Here we are. After 20 years of writing this column, this is my final submission. As promised, my final four columns have been focused on what I believe are the four most important elements of marketing. Get these four correct and the rest is just details.
The four cornerstones of marketing are:
- Your brand.
- Your audience.
- Giving first.
- Surrounding yourself with the right people.
This week we will start with the one that I believe is most important. The people who surround you in your work world.
“The right people” is multifold. It’s not just your co-workers. It’s your customers. Your team. Your organization’s leaders. Your collaboration partners and even your competitors.
I haven’t always gotten this right. That’s how I’ve come to know how critical it is. Marketing and sales boil down to a relationship. If it’s transactional, then it stays on the surface, everyone jockeys for an advantage over the other, and there’s very little grace, loyalty or longevity.
But when you find yourself serving the right clients, working side by side with the right people, inspired by your leadership, and energized by your collaboration partners – you build relationships based on mutual respect, trust and a sense of service.
This is even true with your competitors. When you respect their work and know you need to elevate your game to compete, that creates a healthy rivalry that can lead to friendship and ultimately the consumer winning because the rising tide lifted all the boats.
How do you make sure you’ve made the right choices?
First, you need to understand and be able to articulate what the right fit is, whether it’s a client, co-worker, etc. Equally important (and something we seem to take for granted or forget) is us deciding how we want to show up in that relationship. Do we want to be very transparent? Do we want to be a mentor or guide? Should we hold our cards close to the vest?

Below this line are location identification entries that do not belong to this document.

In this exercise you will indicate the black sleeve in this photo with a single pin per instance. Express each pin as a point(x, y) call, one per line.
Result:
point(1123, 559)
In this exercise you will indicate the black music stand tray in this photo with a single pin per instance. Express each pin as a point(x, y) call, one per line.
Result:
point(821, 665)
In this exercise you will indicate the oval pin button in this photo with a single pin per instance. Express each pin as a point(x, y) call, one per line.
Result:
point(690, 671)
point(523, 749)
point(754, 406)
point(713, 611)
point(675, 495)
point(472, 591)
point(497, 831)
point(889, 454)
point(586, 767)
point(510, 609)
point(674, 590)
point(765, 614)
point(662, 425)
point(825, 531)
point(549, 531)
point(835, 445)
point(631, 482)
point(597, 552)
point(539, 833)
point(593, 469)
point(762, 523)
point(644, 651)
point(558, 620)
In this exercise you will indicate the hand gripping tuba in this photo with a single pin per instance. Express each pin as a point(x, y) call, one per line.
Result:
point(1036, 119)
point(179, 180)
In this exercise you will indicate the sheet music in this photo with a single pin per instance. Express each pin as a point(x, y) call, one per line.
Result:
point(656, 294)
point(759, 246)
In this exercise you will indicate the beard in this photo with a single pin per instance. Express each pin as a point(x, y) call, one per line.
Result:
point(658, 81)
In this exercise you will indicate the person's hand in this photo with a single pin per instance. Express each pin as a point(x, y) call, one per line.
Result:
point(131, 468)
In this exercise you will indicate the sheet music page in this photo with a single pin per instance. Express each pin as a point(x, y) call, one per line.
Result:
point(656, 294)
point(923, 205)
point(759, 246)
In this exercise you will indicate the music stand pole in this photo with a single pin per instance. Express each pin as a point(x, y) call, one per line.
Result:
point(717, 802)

How we show up is going to have a huge influence on how anyone else shows up.
Unfortunately, there’s no surefire litmus test. But we all have that inner voice that tells us if we’re going to enjoy serving a certain customer or working alongside someone. If we’re smart enough to listen to it.
From there, you trust but verify. You look for clues that align or don’t align with what your gut reaction told you. You pay attention to how they step up and into the relationship with you. And for me, I pay attention to whether or not I enjoy being of service to them.
Consistency in marketing is often considered dull. But it is one of the strongest threads to create and build trust. One of the best ways for you to become trusted or know you can trust someone else is how they show up every day.
It’s not a hard science. But I believe we know when we’ve found the right-fit people to help us do our best work and provide the most good. When we do, we should double down and invest in the relationship for the long haul.
As I reflect on writing this column, that’s my final takeaway. How lucky I’ve been to work with the talented and collaborative team at BPC and to write for you.
I want to thank you for your readership over the last two decades, your email commentary and suggestions, and your photos of specific columns that found their way to your wall, bulletin board, classroom, or got passed around to your team. It’s been my privilege to be a part of the Business Publication’s family and a part of your work world.
Thanks for reading me every week!
Thank you, Drew
Publishers note: We have had the great pleasure to read the great work of Drew McLellan for more than 20 years. He is someone who is very special to both our audience and the team here at the Business Record. Most of you know Drew from these very pages of the Business Record, where he has written an outstanding column on marketing, which he began in January 2002.
This edition is tinged with bittersweet notes. As he announced earlier this month, Drew has decided it is time to hang up his Business Record pen and is ending his column with today’s installment. His time with us has produced approximately 1,050 columns — columns that have equipped us. Educated us. Kept us focused on the client. Columns that have inspired us.
Drew describes himself as a “dad, agency guy, writer and speaker,” but he is very humble. Drew, who was named a Forty Under 40 in the first class in 2000, has had and will continue to have a remarkable career. He started his own agency in 1995 and he also owns and runs the Agency Management Institute, serving more than 250 small to
midsized agencies annually.
Drew has often appeared in Forbes, Entrepreneur magazine, the New York Times, AdAge, CNN and Businessweek, and the Wall Street Journal calls him “one of 10 bloggers every entrepreneur should read.” He’s hosted podcasts and written four books. Wow. No wonder he was also named Forty Under 40 Alumnus of the year in 2010.
Along the way, he has also given me, Connie Wimer and Suzanna de Baca personal and professional advice that has been invaluable, authentic and spot on.